We can use hashMap effectively:

 Integer[] a = {1,2,3,4,0,1,5,2,1,1,1,}; HashMap<Integer,Integer> map = new HashMap<Integer,Integer>(); for(int x : a) { if (map.containsKey(x)) map.put(x,map.get(x)+1); else map.put(x,1); } Integer [] keys = map.keySet().toArray(new Integer[map.size()]); for(int x : keys) { if(map.get(x)!=1) { System.out.println(x+" repeats : "+map.get(x)); } } 

This program is based on C #, and if you want to make this program using a different programming language, you must first change the array in ascending order and compare the first element with the second element. If it is equal, then a repeated number is found. Program

 int[] array=new int[]{1,2,3,4,5,6,7,8,9,4}; Array.Sort(array); for(int a=0;a<array.Length-1;a++) { if(array[a]==array[a+1] { Console.WriteLine("This {0} element is repeated",array[a]); } } Console.WriteLine("Not repeated number in array"); 

• sort array O (n ln n)

• using a sliding window trick to move an O (n) array

  The space is O (1)

   Arrays.sort(input); for(int i = 0, j = 1; j < input.length ; j++, i++){ if( input[i] == input[j]){ System.out.println(input[i]); while(j < input.length && input[i] == input[j]) j++; i = j - 1; } } 

Test case int [] {1, 2, 3, 7, 7, 8, 3, 5, 7, 1, 2, 7}

output 1, 2, 3, 7

This question may be the same question as check whether there is a circle in the array , here is one of the good links to solve it.
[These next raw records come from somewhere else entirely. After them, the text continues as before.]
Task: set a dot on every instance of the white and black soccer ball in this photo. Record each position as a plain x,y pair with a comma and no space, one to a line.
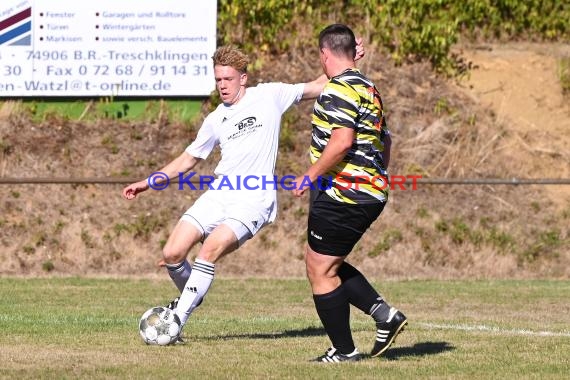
159,326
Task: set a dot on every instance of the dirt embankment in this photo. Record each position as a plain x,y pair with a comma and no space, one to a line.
507,119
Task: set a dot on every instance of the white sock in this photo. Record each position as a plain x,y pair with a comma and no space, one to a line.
179,273
201,278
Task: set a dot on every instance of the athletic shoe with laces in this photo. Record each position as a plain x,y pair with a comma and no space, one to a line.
387,331
333,356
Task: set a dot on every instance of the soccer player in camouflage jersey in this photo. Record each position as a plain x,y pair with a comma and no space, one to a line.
350,152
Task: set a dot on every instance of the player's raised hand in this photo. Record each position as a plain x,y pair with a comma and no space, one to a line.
359,49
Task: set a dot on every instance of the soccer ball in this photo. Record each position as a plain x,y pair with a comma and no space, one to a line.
159,326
Go through the array and check the sign of array[abs(array[i])] , if positive make it negative, and if it is negative, print it as follows:

 import static java.lang.Math.abs; public class FindRepeatedNumber { private static void findRepeatedNumber(int arr[]) { int i; for (i = 0; i < arr.length; i++) { if (arr[abs(arr[i])] > 0) arr[abs(arr[i])] = -arr[abs(arr[i])]; else { System.out.print(abs(arr[i]) + ","); } } } public static void main(String[] args) { int arr[] = { 4, 2, 4, 5, 2, 3, 1 }; findRepeatedNumber(arr); } } 

Link: http://www.geeksforgeeks.org/find-duplicates-in-on-time-and-constant-extra-space/

As described

You have an array of numbers from 0 to n-1, one of the numbers is deleted and replaced by the number already in the array, which makes a duplicate of this number.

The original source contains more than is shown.